Gli studiosi non sono sicuri sulla paternità di questo salmo, ma sappiamo per certo che qualcosa preoccupa il salmista.

La sua anima è profondamente turbata, e non riesce a spiegarsi il perché!

Questo salmista è infuocato per Dio. Egli anela il Signore, come la cerva  anela l’acqua (vedi il verso 1), ha sete di Lui, brama intimità con Lui.

Si  chiede: “Quando salirò e comparirò davanti a Dio?” (v. 2).

Non sapremo mai quale fosse l’infermità del salmista.

Hai mai provato questo tipo di inspiegabile malinconia, di inaspettata e sconosciuta depressione spirituale?

Tu stai bene, non c’è peccato riscontrabile nella tua vita.

Ma un giorno ti svegli con un turbamento profondo nell’anima, una specie di depressione ti avvolge e tu non riesci a capire cosa sia.

Ho una buona notizia per te: questa è l’infermità del giusto!

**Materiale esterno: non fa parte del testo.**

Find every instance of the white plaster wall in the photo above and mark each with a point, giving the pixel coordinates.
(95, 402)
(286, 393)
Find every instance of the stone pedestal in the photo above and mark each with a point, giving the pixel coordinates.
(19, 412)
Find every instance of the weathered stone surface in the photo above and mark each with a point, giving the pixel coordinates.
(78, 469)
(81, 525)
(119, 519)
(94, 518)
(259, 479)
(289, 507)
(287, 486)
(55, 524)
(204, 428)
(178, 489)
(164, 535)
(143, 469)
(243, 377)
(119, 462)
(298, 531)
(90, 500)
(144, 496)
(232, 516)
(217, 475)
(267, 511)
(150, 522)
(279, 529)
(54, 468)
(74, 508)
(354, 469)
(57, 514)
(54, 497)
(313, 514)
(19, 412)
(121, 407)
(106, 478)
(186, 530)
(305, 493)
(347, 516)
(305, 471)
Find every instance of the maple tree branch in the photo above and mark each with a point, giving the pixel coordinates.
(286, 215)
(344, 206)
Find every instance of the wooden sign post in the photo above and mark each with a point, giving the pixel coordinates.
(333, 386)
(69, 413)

Colpisce soltanto coloro che hanno fame di Gesù.

Non dobbiamo temere una simile infermità, perché lo Spirito Santo ha la Sua parte in tutto ciò.

Ho sperimentato abbastanza della vita per sapere che arriva il momento in cui questo accade per ogni cristiano.

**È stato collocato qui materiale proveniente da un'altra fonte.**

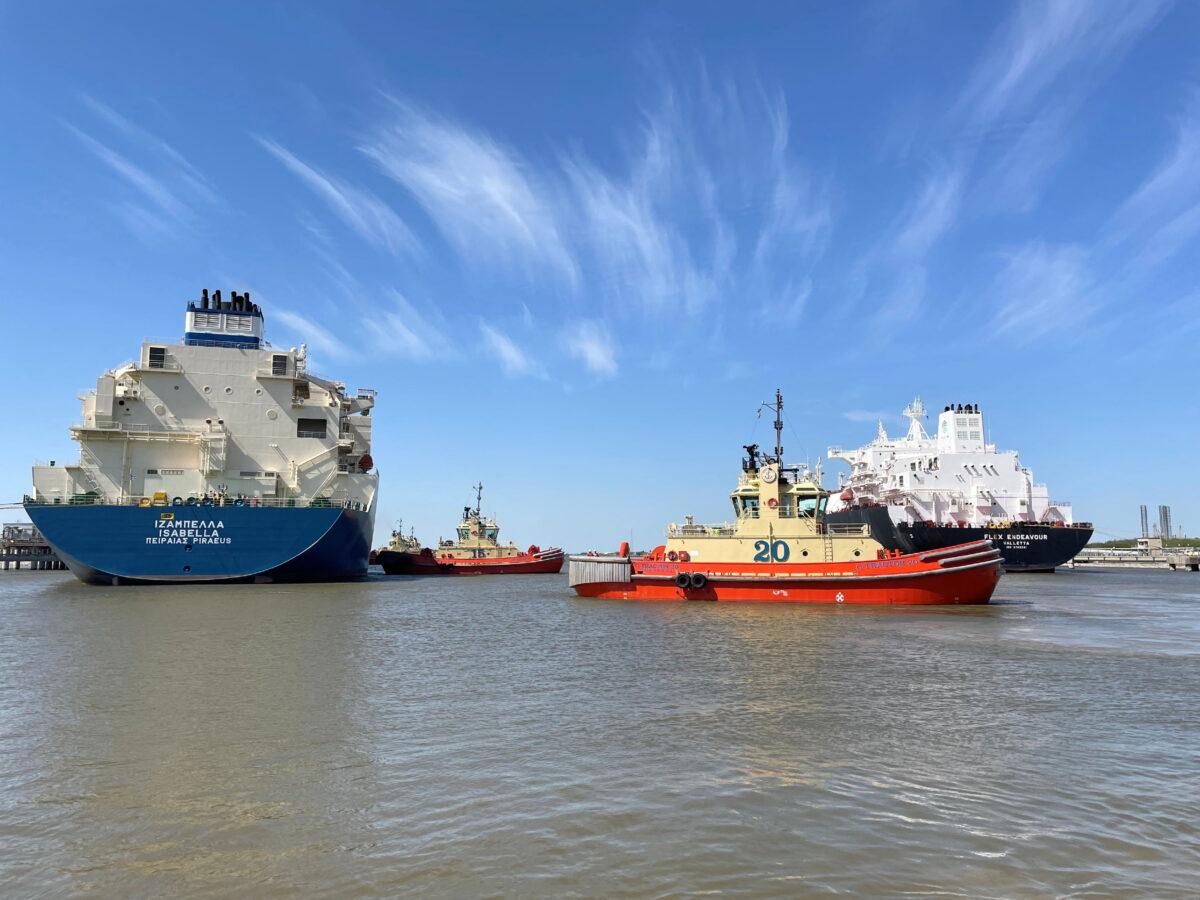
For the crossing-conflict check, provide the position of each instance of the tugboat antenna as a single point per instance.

Ma non dobbiamo cercare di capire, perché non possiamo!

Il salmista non ricevette mai risposta ai suoi perché.

E non esiste un libro, un consulente o uno psicologo sulla terra che possa dirti perché un’infermità ignota si sia abbattuta su di te.

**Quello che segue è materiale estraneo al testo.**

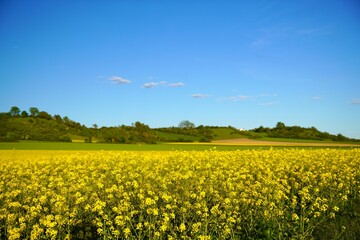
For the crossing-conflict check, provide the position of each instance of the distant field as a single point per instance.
(24, 145)
(229, 144)
(284, 142)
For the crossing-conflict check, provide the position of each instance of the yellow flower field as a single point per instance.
(250, 194)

Credo che questa strana infermità sia “il sospiro dello Spirito Santo” dentro di noi.

Egli ci sta facendo conoscere come ci si sente senza Dio, da soli, senza conforto, speranza o guida.

Egli permette che sperimentiamo solo un assaggio di una condizione tanto terribile, tremenda.

I nostri corpi sono il Suo tempio, ed Egli è stato inviato per prepararci ad  essere la casta sposa di Cristo.

Lui sa cosa serve per conservarci senza macchia per lo Sposo, ed Egli sa quanto sia importante per noi gridare ogni giorno a Dio per ricevere forza e potenza.

Non riusciremo assolutamente a resistere in questo tempo se non abbiamo intimità col Signore, confidando in Lui completamente e accorrendo costantemente alla Sua presenza.